2014-06-25 21:34:44 | ミステリ・サスペンス・ホラー
 なぜ、この小説のタイトルが「ペテロの葬列」(集英社)なのか。
 おそらく、発想の起点がこのレンブラントの絵画だからでしょう。キリストのそばに最後までいながら、自分は弟子ではないと否認した聖ペテロ。師を否定した殉教者。
 作中の羽田光昭は、腹心であった御厨尚憲を裏切ります。彼らは、詐欺事件の黒幕として、いくつもの事件に関与します。いかに商品を信用させるか。いかに金を出させるか。そのような技術を指南するのです。
 御厨の遺体が見つかったとき、わたしはイエスの復活をイメージしました。架空取引と宗教は、共通点が多いように思います。こんなことを言ったら叱られるかもしれませんが、扱っているものの実質は目に見えない。
 自分のそれまでの罪を拭うように行動する羽田は、悪意とともに存在する〈飢え〉を撒き散らしませんでした。それは、前作「名もなき毒」とは異なった行動でもあります。
 けれども、事件を発端として、周囲の人々の生活が暴かれていきます。
 杉村三郎にも、新たな道が拓けます。しかし、それは読者にとってはかなりやりきれないものだともいえるでしょう。

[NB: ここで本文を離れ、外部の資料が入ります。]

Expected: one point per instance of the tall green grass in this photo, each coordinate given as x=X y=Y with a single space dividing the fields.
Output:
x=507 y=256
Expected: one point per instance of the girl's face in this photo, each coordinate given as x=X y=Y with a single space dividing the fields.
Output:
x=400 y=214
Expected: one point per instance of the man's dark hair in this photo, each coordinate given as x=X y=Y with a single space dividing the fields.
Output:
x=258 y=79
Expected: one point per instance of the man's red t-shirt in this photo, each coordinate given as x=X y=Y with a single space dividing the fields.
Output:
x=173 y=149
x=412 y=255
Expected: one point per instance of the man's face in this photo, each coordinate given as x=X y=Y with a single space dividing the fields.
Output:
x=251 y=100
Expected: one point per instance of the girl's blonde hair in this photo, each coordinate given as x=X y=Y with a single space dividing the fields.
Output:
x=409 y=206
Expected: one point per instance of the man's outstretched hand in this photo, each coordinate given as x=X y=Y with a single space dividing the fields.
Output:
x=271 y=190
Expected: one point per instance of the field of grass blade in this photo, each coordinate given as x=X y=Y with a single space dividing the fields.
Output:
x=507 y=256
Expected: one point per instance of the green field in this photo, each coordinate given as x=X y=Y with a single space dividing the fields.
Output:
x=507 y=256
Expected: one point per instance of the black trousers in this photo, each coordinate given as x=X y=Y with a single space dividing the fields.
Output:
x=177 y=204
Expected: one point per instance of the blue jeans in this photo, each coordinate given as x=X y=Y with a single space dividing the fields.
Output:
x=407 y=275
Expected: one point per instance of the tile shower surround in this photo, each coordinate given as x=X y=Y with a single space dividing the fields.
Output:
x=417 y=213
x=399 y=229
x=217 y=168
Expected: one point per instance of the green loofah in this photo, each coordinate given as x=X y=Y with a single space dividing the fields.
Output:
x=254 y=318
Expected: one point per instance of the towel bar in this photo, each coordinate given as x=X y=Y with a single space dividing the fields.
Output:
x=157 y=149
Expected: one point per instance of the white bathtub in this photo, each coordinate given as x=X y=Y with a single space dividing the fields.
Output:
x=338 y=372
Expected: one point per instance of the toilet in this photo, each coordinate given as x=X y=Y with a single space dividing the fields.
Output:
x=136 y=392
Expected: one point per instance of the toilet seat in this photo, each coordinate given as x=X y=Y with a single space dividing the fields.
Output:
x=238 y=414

 噂に聞いていたので、なんとなく予想してはいたものの、ため息が出てしまいました。「探偵」としての出発は、嬉しいものではありますけどね。
 
 今回の作品の中で、青色申告の会長さんを表した部分があります。
「人は基本的には善人だ。そして、おそらくこの社長のような人は、どんな状況に置かれても善人であろうとするだろう。まわりに流されず、正しいことと間違ったことを、自分のなかでしっかりと見極めて行動するだろう」
 わたしも、このようなスタンスでいきたいと思うのですけど、難しいですね。